Cotton candy as we know it today — a fluffy confection, usually pink, blue, or yellow + spun around a stick — can be traced back to a pair of Nashvillians.
This fairgrounds staple, or rather the machine that makes the sticky, sweet creation, was invented ~125 years ago by local dentist William James Morrison (yes, you read that right) and candymaker John C. Wharton. The inventors had big plans for the machine, but they ultimately sold the patented device to Nashville’s Electric Candy Machine Company in the late 1890s.
Not long after, in 1904, the company took the machine and the cotton candy it made — called “fairy floss” at the time — to the Louisiana Purchase Exposition (also known as the St. Louis World’s Fair).
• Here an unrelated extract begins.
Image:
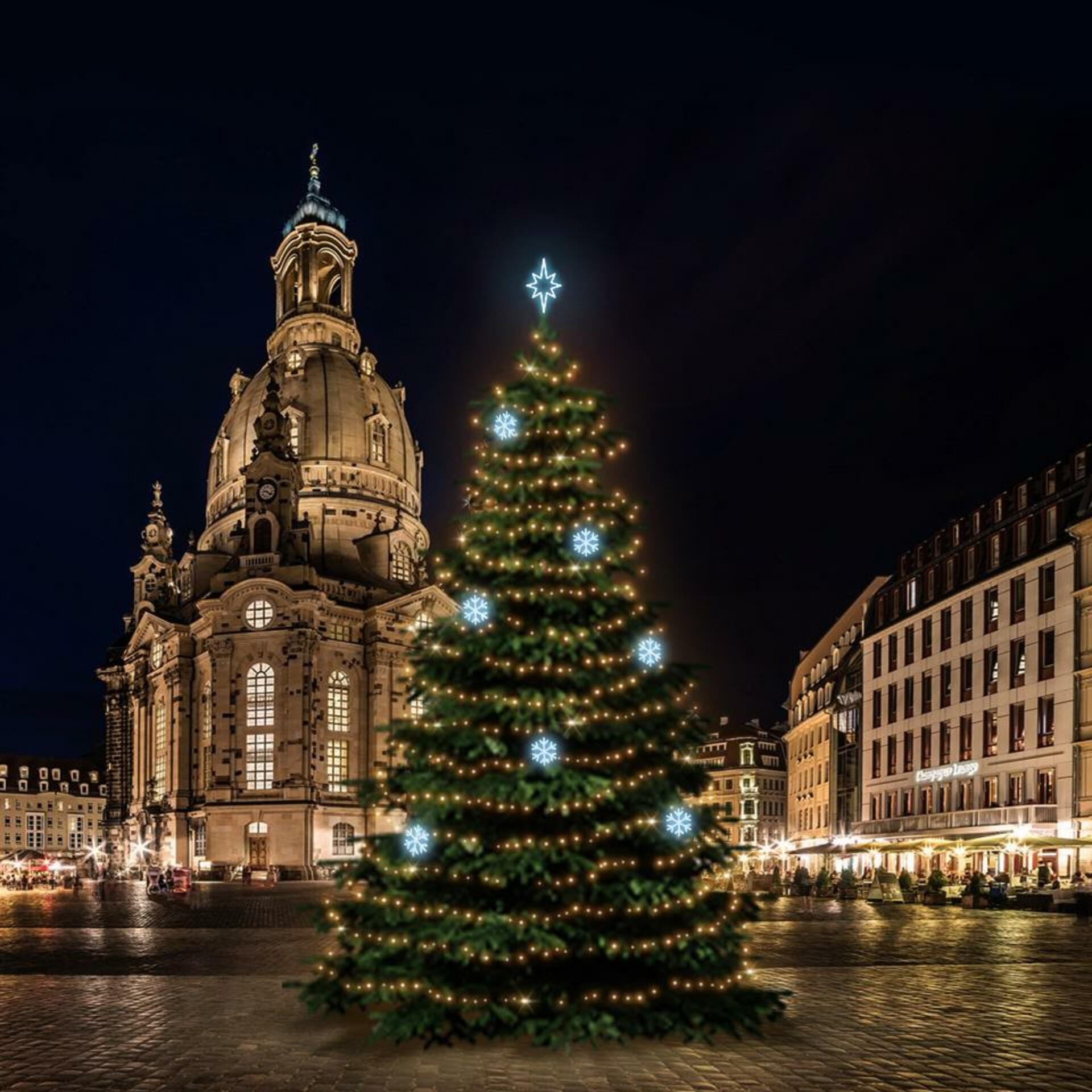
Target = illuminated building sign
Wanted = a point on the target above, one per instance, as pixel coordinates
(945, 772)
During the eight months the fair was open, the company sold 68,655 boxes of cotton candy for 25 cents a pop (~$7.50 each in today’s dollars).
Riding on the success of the World’s Fair, the company sold machines to companies across the US, thus popularizing the treat that can be spotted at fairs and sporting events today.
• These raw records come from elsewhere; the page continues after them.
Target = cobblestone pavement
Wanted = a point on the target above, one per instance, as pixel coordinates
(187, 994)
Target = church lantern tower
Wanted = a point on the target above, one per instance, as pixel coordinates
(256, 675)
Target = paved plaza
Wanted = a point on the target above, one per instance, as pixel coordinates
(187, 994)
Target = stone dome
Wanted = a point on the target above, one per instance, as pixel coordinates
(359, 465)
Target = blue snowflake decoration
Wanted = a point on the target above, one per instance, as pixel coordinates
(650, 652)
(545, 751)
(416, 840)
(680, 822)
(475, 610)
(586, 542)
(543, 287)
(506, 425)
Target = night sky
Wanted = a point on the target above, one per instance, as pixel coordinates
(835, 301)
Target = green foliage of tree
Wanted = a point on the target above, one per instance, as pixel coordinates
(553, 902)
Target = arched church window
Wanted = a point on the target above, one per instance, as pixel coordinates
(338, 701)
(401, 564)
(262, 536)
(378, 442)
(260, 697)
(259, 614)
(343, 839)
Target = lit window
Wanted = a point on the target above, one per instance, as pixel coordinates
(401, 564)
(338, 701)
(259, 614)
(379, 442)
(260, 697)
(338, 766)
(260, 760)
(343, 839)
That’s the short and sweet history, the abridged version you’d share with friends while walking around the Wilson County Fair - Tennessee State Fair this week or next, but there’s more to the story. Here are a few fast facts about cotton candy:
- The treat can be traced back to 15th century Italy, where chefs made sculptures from spun sugar.
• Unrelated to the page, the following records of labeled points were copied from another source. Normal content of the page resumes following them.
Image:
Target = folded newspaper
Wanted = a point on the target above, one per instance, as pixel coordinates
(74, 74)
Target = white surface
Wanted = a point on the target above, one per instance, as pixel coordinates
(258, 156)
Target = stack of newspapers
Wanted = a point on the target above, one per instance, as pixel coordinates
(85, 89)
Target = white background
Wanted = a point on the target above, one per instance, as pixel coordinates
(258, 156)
- As it turns out, Josef Lascaux, another dentist, is credited for originating the name “cotton candy.”
- The building home to 21c Museum Hotel Nashville has an interesting connection to The Electric Candy Company: Owner Guilford Dudley Sr.’s brother operated a hardware store called Gray & Dudley in the building. If that sounds familiar, the hotel decided to name its onsite restaurant after the business.